Sylvia Woulfe was dying. The first bullet had struck her in the shoulder; the second had grazed her left side and broken a rib; the third had gone directly into her chest. Her black robe, soaked with blood, clung to her like some groping thing. She felt cold, as if the air was devouring the heat from her body, sucking the warmth from her like a vampire.

She finally reached the hidden tunnel entrance and managed to slip inside unnoticed. The tunnel resembled a black tomb . . . until she saw the light. It was a blue light and she knew its source and let it guide her. Each time she faltered, the light came closer, warming and beckoning.

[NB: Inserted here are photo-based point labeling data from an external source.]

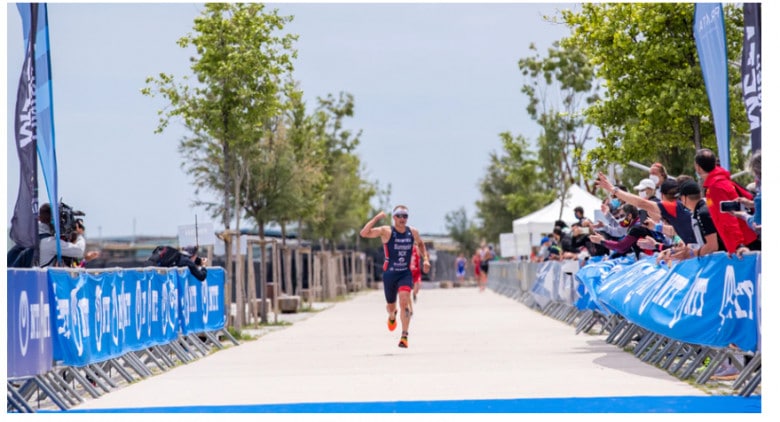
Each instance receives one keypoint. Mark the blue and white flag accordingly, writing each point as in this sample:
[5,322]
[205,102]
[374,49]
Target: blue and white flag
[751,70]
[35,23]
[710,34]
[24,223]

She walked for what seemed hours before arriving at a small, dead-end cavern perhaps fifteen or twenty feet in diameter. When the last of her strength had drained, she fell to the dirt floor and closed her eyes. On the ground, she smelled musky dirt and blood and something else--like the odor of an animal long dead. Breathing heavily, she pulled herself into a fetal position for warmth, keeping her eyes closed, even as she sensed the approach of the light. The light's caress upon the exposed skin of her face and arms was colder than anything she had ever felt before and she wanted to cry out; yet the overpowering cold had paralyzed her muscles. She tried to move her legs but the robe, now frozen stiff like a steel suit, restrained her. For a moment her skin burned with the severity of the coldness and then she felt nothing. Still, the intensity of the cold increased as the light grew nearer and brighter, now only able to be sensed through her permanently-frozen eyelids. There was a sudden, intense pain again but only for a moment; then it was gone, replaced by an excruciating feeling of exhaustion.

She felt herself slipping away--from the light, out of the tunnel, down into a bottomless darkness.

It was a darkness however that welcomed her, comforted her, warmed her. And . . . in time . . . it became her.